# Building a database for crime reports

In this project, we will build a database for storing data related with crimes that occured in Boston. The dataset is available in the file boston.csv .

The goal of this project is to create a database named crimes_db with a table – boston_crimes – with appropriate datatypes for storing the data from the boston.csv file. We will be creating the table inside a schema named crimes. We will also create the readonly and readwrite groups with the appropriate privileges. Finally, we will also need to create one user for each of these groups.

We will start by creating a database for storing our crime data as well as a schema for containing the tables.

In [None]:
import psycopg2
conn = psycopg2.connect("dbname=dq user=dq")
cur = conn.cursor()
conn.autocommit = True
cur.execute("CREATE DATABASE crime_db;")
conn.autocommit = False
conn.close()

In [None]:
conn = psycopg2.connect("dbname=crime_db user=dq")
cur = conn.cursor()
cur.execute("CREATE SCHEMA crimes;")
conn.commit()

We now have a database and a schema — we are ready to start creating tables. Before we do that, let's gather some data about our crime dataset so that we can more easily select the right datatypes to use in our table.

Let's start by reading the column names from the boston.csv file as well as the first row. In this way we will have them at hand throughout this guided project so that we can easily take a look at them at any moment.

In [3]:
import csv
with open('boston.csv','r') as file:
    reader = csv.reader(file)
    list_file = list(reader)
    col_headers = list_file[0]
    first_row = list_file[1]

We now have access to the column headers and the first row of data. This will help us when we create the table as we will not have to remember the names of the columns and using the first row of data we can easily recall what kind of data is stored in each column.

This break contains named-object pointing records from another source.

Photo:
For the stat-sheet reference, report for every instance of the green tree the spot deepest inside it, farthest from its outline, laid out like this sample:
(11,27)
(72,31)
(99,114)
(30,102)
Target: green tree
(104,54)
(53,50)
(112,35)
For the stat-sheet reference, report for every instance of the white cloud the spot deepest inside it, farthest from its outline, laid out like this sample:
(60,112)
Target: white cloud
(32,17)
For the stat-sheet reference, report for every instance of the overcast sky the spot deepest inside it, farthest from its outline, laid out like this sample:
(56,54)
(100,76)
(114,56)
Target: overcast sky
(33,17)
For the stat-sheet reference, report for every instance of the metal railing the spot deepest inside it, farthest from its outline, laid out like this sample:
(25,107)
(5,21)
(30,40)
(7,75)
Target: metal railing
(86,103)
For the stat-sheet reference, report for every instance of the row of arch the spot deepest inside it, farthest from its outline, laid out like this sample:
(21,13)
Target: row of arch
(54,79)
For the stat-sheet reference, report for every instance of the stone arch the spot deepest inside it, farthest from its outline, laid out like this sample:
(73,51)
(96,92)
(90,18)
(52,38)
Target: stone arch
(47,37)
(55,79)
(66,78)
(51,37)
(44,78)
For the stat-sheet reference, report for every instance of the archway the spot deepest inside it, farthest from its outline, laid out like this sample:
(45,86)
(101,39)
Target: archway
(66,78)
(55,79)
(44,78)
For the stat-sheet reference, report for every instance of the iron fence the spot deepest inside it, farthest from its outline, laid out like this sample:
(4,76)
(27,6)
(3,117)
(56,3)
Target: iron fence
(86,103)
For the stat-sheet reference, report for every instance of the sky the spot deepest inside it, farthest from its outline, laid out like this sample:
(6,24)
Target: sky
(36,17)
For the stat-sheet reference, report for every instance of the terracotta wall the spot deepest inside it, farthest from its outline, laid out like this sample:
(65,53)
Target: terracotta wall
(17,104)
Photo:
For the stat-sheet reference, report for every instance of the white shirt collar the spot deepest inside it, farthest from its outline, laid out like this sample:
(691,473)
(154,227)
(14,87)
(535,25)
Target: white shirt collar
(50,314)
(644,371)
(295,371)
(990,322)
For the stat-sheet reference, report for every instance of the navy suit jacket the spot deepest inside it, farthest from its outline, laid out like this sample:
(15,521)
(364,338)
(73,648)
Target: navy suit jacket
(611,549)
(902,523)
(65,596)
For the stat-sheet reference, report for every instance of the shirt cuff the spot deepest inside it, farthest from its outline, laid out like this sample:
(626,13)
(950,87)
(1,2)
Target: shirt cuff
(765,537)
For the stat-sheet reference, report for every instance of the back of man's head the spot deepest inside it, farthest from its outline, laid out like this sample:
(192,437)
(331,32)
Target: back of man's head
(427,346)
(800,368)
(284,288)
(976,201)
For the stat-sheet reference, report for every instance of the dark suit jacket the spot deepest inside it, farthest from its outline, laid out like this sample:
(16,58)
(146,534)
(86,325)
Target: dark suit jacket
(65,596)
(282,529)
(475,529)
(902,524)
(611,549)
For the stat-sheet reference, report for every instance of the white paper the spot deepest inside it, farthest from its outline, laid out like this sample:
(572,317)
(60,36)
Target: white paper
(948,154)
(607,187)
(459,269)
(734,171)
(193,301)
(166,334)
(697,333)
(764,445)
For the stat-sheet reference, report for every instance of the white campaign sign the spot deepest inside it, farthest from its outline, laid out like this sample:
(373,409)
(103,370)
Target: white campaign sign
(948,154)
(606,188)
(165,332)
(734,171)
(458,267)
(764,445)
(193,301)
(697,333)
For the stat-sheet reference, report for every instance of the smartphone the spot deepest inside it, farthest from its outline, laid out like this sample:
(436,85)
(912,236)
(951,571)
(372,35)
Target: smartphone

Before we create a table for storing the crime data, we need to identify the proper datatypes for the columns. To help us with that, let's create a function — get_col_value_set() — that given the name of a CSV file and a column index (starting a 0) that computes a Python set with all distinct values contained in that column.

This function will be useful for two reasons:
1. Checking whether an enumerated datatype might be a good choice for representing a column.
2. Computing the maximum length of any text-like column to select appropriate sizes for VARCHAR columns.


In [4]:
def get_col_value_set(csv_filename, col_index):
    with open(csv_filename,'r') as file:
        reader = csv.reader(file)
        list_file = list(reader)
        rows = list_file[1:]
    
    value_set = set()
    for row in rows:
        value = row[col_index]
        if value not in value_set:
            value_set.add(value)
        else:
            continue
    return value_set

for i in range(len(col_headers)):
    value_set = get_col_value_set('boston.csv', i)
    max_length = 0
    print("There are " + str(len(value_set)) + " values in the set of column index " + str(i) + ".")
    for value in value_set:
        if len(value) > max_length:
            max_length = len(value)
    print("The maximum character length in this column is " + str(max_length) + ".")
    print("")

There are 298329 values in the set of column index 0.
The maximum character length in this column is 6.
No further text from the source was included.